Accepted Paper

The Algorithmic Berzah: Redefining ‘Good Work’ through the Marketized Patriarchal Bargain in New Türkiye  
Ahmet Ekren (Central European University, KU Leuven)

Paper short abstract

This paper explores how self-proclaimed middle-class pious women in Turkey working for an MLM company redefine platform labor as a moral pursuit of abundance, navigating a marketized patriarchal bargain within digitized and platformatized MLMs.

Paper long abstract

In the hyperinflationary and polarized landscape of "New Türkiye," digital technologies are re-engineering the domestic fabric of society. This paper examines how pious, middle-class women redefine "good work" as they work for GE International, a Malaysian Multi-Level Marketing (MLM) firm selling Ganoderma fungi-infused products. Drawing on ethnography and 32 in-depth interviews, I trace how these workers negotiate a marketized patriarchal bargain, shifting their pursuit of security from the collapsed male-breadwinner model to the digital market. I conceptualize this space as the "algorithmic berzah", a socio-technical isthmus where digital metrics and Islamic moral economies converge. Through three vignettes, I demonstrate how workers assess productivity and care.
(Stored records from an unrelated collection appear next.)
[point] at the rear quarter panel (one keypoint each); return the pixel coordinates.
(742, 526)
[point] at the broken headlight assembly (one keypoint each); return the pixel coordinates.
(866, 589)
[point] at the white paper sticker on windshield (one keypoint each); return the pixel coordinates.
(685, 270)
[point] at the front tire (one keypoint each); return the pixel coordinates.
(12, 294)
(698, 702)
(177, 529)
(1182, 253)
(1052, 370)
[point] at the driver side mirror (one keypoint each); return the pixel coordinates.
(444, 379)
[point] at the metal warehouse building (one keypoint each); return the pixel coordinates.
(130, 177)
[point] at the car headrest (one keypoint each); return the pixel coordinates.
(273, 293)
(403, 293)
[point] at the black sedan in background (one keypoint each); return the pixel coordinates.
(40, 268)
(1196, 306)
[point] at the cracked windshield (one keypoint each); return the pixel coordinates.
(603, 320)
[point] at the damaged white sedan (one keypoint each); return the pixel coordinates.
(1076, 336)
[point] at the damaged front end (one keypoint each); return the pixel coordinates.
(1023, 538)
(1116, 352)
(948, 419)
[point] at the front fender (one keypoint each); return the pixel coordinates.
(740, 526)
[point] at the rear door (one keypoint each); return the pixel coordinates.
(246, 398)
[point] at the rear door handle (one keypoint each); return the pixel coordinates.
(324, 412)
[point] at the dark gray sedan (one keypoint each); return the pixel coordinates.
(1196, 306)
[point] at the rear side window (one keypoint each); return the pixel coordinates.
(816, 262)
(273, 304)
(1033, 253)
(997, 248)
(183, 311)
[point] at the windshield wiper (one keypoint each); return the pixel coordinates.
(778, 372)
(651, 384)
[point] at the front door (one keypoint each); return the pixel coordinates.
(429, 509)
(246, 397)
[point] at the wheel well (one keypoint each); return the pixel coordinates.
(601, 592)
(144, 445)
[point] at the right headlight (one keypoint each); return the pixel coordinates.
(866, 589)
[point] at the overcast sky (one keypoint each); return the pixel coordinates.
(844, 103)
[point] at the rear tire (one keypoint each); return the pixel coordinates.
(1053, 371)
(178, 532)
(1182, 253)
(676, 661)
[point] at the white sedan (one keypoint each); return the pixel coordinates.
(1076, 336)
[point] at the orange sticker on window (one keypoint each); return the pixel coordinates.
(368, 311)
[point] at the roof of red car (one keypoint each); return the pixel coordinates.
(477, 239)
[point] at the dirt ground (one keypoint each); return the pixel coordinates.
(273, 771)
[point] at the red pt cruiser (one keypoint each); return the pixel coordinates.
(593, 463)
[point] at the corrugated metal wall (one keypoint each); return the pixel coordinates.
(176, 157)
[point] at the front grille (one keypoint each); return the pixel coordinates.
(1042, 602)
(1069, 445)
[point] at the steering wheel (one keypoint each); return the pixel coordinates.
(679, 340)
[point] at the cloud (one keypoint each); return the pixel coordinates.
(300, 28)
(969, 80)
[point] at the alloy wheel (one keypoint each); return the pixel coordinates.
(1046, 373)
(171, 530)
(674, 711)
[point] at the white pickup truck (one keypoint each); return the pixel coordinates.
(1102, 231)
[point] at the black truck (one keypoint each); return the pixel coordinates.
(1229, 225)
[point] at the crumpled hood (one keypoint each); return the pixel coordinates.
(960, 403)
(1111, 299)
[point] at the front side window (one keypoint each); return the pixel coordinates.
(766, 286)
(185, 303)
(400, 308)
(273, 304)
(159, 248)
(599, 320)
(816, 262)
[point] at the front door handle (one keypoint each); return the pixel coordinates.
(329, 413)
First, I analyze "somatic theology," where distributors physically ingest Ganoderma-infused products to become "living testimonials," reframing economic precarity as a physiological blockage. Second, I look at the "re-moralization" of labor; as the company shifts toward AI-generated advertisements, women intervene by adding vernacular prayers and domestic imagery to sterile outputs to sustain kinship trust. Lastly, I examine the member portal of the MLM as a digital Book of Deeds, where platform rankings are phenomenologically reclaimed as measures of spiritual zeal. By focusing on these micro-encounters with digital infrastructure, the paper argues that distributors function as "nodal persons" who transmute the "cold" extraction of the gig economy into a "warm" pursuit of divine abundance. Ultimately, I show how "good", "work", and "good work" are redefined as projects of spiritual self-reform that promise salvation in both this world and the next.

Panel P045
Redefining "good work" in the age of platform, AI, and digitally mediated labour.